基于粒子群优化算法的特征选择结合SVM分类MATLAB实现
基于粒子群优化算法的特征选择结合SVM分类MATLAB实现。这种方法可以自动选择最优特征子集,提高SVM分类性能。
主函数:PSO-SVM特征选择
function main()
% 清除环境
clear; close all; clc;
fprintf('=== 基于粒子群优化算法的特征选择SVM分类 ===\n');
% 加载数据
[data, labels] = loadSampleData();
% 数据预处理
[normalized_data, label_encoded] = preprocessData(data, labels);
% 设置PSO参数
pso_params = setPSOParameters(size(normalized_data, 2));
% 执行PSO特征选择
fprintf('开始PSO特征选择优化...\n');
[best_features, best_fitness, convergence_curve] = ...
PSO_FeatureSelection(normalized_data, label_encoded, pso_params);
% 显示结果
displayResults(best_features, best_fitness, convergence_curve, ...
normalized_data, label_encoded, pso_params);
end
function [data, labels] = loadSampleData()

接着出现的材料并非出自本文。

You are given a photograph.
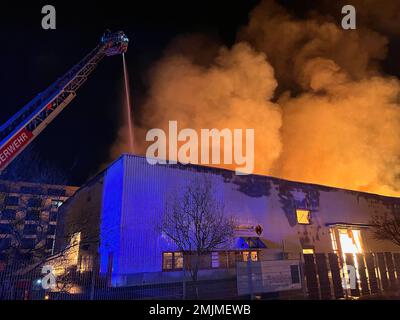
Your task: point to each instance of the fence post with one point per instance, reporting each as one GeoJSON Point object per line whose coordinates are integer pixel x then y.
{"type": "Point", "coordinates": [250, 276]}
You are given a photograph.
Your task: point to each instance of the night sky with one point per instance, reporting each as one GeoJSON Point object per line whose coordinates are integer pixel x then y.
{"type": "Point", "coordinates": [77, 143]}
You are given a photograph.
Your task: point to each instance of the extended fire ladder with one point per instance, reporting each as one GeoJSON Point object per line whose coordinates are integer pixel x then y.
{"type": "Point", "coordinates": [19, 131]}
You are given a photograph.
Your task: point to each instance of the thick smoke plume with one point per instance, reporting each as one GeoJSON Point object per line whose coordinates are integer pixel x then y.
{"type": "Point", "coordinates": [322, 110]}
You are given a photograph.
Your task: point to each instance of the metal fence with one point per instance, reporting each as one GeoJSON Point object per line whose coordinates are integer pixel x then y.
{"type": "Point", "coordinates": [328, 276]}
{"type": "Point", "coordinates": [312, 276]}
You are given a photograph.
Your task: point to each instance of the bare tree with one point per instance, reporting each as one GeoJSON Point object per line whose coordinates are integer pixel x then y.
{"type": "Point", "coordinates": [387, 227]}
{"type": "Point", "coordinates": [194, 220]}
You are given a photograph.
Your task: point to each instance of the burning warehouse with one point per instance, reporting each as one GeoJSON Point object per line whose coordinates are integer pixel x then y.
{"type": "Point", "coordinates": [117, 214]}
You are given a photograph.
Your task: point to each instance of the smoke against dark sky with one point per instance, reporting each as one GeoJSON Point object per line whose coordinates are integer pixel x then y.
{"type": "Point", "coordinates": [322, 108]}
{"type": "Point", "coordinates": [323, 101]}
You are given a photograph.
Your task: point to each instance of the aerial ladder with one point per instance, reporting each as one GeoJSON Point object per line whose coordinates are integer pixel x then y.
{"type": "Point", "coordinates": [21, 129]}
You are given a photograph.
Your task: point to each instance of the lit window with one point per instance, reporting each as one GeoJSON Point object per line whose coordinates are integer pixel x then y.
{"type": "Point", "coordinates": [308, 251]}
{"type": "Point", "coordinates": [215, 260]}
{"type": "Point", "coordinates": [56, 203]}
{"type": "Point", "coordinates": [167, 260]}
{"type": "Point", "coordinates": [172, 261]}
{"type": "Point", "coordinates": [303, 216]}
{"type": "Point", "coordinates": [178, 260]}
{"type": "Point", "coordinates": [253, 255]}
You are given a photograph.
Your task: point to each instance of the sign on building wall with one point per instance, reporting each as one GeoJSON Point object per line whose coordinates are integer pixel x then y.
{"type": "Point", "coordinates": [268, 276]}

% 加载示例数据 - 这里使用UCI葡萄酒数据集作为示例
% 实际使用时可以替换为自己的数据
try
data = readtable('wine.data', 'FileType', 'text');
labels = data{:, 1};
data = data{:, 2:end};
fprintf('成功加载葡萄酒数据集: %d个样本, %d个特征\n', size(data, 1), size(data, 2));
catch
% 如果文件不存在,生成模拟数据
fprintf('使用模拟数据...\n');
[data, labels] = generateSimulatedData();
end
end
function [data, labels] = generateSimulatedData()
% 生成模拟数据用于演示
rng(42); % 设置随机种子保证可重复性
n_samples = 200;
n_features = 30;
n_informative = 10; % 只有10个特征是有用的
% 生成特征数据
data = randn(n_samples, n_features);
% 只有前n_informative个特征与标签相关
informative_weights = randn(n_informative, 1);
linear_combination = data(:, 1:n_informative) * informative_weights;
% 生成标签 (3类)
probabilities = 1 ./ (1 + exp(-linear_combination));
labels = discretize(probabilities, [0, 0.33, 0.66, 1]);
% 添加噪声特征
data(:, n_informative+1:end) = data(:, n_informative+1:end) + 0.5 * randn(n_samples, n_features - n_informative);
fprintf('生成模拟数据: %d个样本, %d个特征, %d个类别\n', ...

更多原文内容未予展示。